Cosby juror: More accusers would not have helped panel reach a verdict
Listen 2:24A juror in the criminal trial of Bill Cosby said testimony from a second woman who said she was drugged and sexually assaulted by Cosby did not weigh heavily in the panel’s 52 hours of deliberations. Prosecutors had thought the additional accuser would have shown jurors Cosby had a pattern of behavior.
What’s more, the juror said in an interview with WHYY, had the group of seven men and five women heard from more accusers, the panel still would have deadlocked on whether alleged victim Andrea Constand’s story was truthful.
Juror Bobby Dugan, 21, said that — prior to the trial — he had known about some of Cosby’s accusers going public. But, the Pittsburgh resident said, he did not form any judgments about Cosby’s guilt or innocence.
“Two years ago, I heard something about it, but I thought it was all said and done. When I was called in, it was kind of a shock,” he said.
When Dugan listened in court to what Cosby said in a 2005 civil deposition, he was persuaded that Cosby should be convicted.
“He was asked, ‘Would you use the word consent,’ and he said, ‘I wouldn’t use that word,'” Dugan said. “That was convincing.”
In the deposition, Cosby said he went “somewhere between permission and rejection,” saying he never verbally sought consent from Constand during some of their sexual encounters.
“In my opinion, consent is a verbal agreement, and that’s the way it should be, and that’s the way it always has been. It’s a verbal agreement. If there is no verbal agreement, then there is no consent,” Dugan said.
Dugan said he pushed other jurors to convict Cosby of two of the three counts of aggravated indecent assault, which each carried the maximum possible punishment of 10 years in prison in Pennsylvania.
One count for accuser Andrea Constand’s inability to consent, another because Constand was allegedly unconscious, and a third triggered because Cosby is accused of drugging her.
And this is how Dugan believed the jury should have come down on the three counts: “Guilty for a lack of consent. Not guilty that she was unconscious, and, then, guilty for the drugging.”
In the narrative that Constand gave of her 2004 night at Cosby’s Cheltenham mansion, the count connected with her being unconscious was the flimsiest, he said. The debate among jurors about her state of awareness during the alleged assault made him believe that it was too doubtful to convict on that count.
“She woke up to being digitally penetrated but went back to sleep,” Dugan said. “I didn’t believe that a sudden jolt to the system would let her fall back to sleep right away.”
But others in the room wanted to acquit Cosby of all three counts. It was emotional, Dugan said, with four jurors crying near the end of deliberations, while another paced restlessly.
“Time went on and on. People would get more stressed, frustrated. They just wanted to go back home, see their family, go back to their normal lives. So, I’d say things got heated,” Dugan said. “But nothing too serious. It was a raised voice here, not yelling, just a raised voice, and everyone eventually calmed back down. But it was tense, to say the least.”

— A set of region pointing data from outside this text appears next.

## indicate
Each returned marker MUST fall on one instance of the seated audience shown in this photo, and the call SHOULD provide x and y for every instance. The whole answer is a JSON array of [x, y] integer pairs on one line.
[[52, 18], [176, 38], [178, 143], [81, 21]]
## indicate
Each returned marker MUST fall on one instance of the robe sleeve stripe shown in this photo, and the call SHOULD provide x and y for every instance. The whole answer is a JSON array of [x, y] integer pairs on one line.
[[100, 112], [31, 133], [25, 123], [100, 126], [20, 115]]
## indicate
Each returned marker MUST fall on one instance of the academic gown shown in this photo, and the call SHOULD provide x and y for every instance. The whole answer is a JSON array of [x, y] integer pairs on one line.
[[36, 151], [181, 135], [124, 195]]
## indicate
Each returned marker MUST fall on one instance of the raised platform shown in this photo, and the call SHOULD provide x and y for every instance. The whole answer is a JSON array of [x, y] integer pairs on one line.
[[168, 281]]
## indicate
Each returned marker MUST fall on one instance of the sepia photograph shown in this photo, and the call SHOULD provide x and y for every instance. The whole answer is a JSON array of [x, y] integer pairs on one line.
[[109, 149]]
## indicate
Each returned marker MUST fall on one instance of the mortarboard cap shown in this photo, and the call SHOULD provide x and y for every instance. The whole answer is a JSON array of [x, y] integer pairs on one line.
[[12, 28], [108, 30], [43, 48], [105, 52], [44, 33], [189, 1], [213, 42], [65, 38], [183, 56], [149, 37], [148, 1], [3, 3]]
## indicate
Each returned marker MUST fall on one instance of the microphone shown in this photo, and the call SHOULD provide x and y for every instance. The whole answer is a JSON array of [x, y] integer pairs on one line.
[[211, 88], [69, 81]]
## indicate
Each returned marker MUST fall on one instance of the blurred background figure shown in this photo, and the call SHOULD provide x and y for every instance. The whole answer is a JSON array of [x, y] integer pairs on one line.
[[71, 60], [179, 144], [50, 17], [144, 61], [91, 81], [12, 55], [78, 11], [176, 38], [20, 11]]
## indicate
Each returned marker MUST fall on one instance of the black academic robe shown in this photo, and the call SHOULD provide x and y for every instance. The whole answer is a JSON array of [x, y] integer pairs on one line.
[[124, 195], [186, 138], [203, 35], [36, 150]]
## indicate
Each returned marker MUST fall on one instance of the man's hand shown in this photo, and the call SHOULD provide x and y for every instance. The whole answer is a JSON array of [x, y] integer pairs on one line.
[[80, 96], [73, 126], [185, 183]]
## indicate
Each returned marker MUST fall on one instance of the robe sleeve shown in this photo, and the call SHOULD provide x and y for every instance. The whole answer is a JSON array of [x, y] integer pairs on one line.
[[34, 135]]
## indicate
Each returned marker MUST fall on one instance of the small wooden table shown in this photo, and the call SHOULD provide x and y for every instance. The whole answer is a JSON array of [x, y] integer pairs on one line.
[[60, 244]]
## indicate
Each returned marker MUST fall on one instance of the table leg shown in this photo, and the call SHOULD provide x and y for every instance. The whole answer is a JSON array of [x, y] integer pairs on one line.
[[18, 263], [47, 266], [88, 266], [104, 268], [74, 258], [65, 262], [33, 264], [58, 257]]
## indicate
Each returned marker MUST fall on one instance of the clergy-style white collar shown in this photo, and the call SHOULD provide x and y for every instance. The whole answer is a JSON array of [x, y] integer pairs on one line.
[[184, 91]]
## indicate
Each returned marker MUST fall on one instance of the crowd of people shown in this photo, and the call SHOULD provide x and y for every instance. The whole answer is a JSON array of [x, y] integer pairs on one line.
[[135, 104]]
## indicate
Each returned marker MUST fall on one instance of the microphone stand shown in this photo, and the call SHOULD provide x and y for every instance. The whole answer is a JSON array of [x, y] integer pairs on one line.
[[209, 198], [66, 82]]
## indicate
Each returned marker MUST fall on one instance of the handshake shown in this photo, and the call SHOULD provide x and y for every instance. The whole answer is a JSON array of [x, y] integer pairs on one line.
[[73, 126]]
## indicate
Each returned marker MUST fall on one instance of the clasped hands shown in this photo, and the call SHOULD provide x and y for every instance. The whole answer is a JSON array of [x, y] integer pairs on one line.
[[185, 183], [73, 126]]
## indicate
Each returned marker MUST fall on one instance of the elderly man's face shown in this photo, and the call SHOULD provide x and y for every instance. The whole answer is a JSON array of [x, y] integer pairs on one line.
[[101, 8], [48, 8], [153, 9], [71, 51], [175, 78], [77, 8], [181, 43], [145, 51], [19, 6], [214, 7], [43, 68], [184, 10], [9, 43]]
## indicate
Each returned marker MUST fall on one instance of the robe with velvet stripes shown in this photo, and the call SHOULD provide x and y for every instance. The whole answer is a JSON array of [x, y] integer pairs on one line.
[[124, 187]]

Discrepancy on final juror tally
He would not discuss the final vote count, and there have been conflicting reports. One juror who spoke to ABC News said that it was 10-2 in favor of convicting Cosby; another report from the Associated Press quoted a juror saying the panel was evenly split.
Before the WHYY interview, Dugan shared his views on camera with “Good Morning America.”
Dugan said it was dispiriting to leave the case unresolved after so much deliberation. The jury in Cosby’s next trial, he hopes, will decide on a unanimous verdict.
“She had a story,” Dugan said of Constand’s more than seven hours on the stand. “And she wanted to get it out there.”
Growing up, Dugan said he would sometimes catch reruns of ” The Cosby Show,” but he never harbored strong opinions about the comedian.
Prosecutors have vowed to push ahead for a second trial of the 79-year-old comedian. Cosby left the courtroom earlier this month with the first criminal charges filed against him in limbo following six days of intense juror deliberations that ended in a mistrial.
A major question ahead of the new trial is whether prosecutors will attempt to reopen the issue of bringing in additional “prior bad act” witnesses. The judge presiding over the Cosby case agreed to allow one accuser in addition to Constand, who said she was drugged and molested by Cosby in 2004.
Prosecutors had hoped to call 13 other accusers. And some court watchers have speculated that if the judge approved more than the one additional witness, perhaps a verdict would have been reached. Dugan, however, doesn’t believe that.
Dugan said the tearful testimony of Kelly Johnson — who said Cosby assaulted her in the 1990s at a Los Angeles bungalow after having swallowed a large white pill — was not pivotal to the jury. Although similar to Constand’s account, the story was unrelated to the criminal charges, and thus did not become the subject of much juror debate.
“We were there for Andrea Constand, not Kelly Johnson,” Dugan said.